What Gaiman Taught Me About Magic

There are several novels that Gaiman has written that have been devoured by magical people, such as American Gods, Stardust, the Ocean at the End of the Lane, etc. His view of animism and God forms very much shaped my own in ways, and in other ways made me realize how I don’t view them. His most magically influential novel that I read as a child was probably Coraline (more often known as the film of the same name). Coraline’s adventures into the otherside very much mirrored a lot of the dream work that I was doing at the time, and it was through this that I learned to be more cautious of the spirits and my words.

Suggested book: The Ocean at the End of the Lane by Neil Gaiman

Terry Pratchett

I can recall if my first exposure to Terry Pratchett was with the Tiffany Aching stories or with the Hogfather movie. I was around the same age when I first discovered both of them, so ultimately I guess it wouldn’t matter.

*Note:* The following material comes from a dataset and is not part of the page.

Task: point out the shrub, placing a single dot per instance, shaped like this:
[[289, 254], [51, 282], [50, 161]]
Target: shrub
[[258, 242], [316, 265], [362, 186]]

Terry Pratchett taught me something that I would have never learned on my own growing up in Salem: to laugh at myself.  I regularly reflect that Pratchett seemed to know more about witches than most witches know about themselves.

He has become wildly quoted within the pagan community.  Some of my favorite quotes being;

‘If you don’t know when to be a human being, you don’t know when to be a witch.’ (HFS)

‘Witches took the view that they helped society in all kinds of ways which couldn’t easily be explained but would become obvious if they stopped doing them, and that it was worth six pence and one half-penny not to find out what these were.’ (TG)

‘You’re average witch is not, by nature, a social animal as far as other witches are concerned. There’s a conflict of dominant personalities. There’s a group of ringleaders without a ring. There’s the basic unwritten rule of witchcraft, which is ‘Don’t do what you will, do what I say’. The natural size of a coven is one.’ (WA)

Between the satire and general humor of Pratchett’s books, there is a lot of wisdom that we can apply to our practices.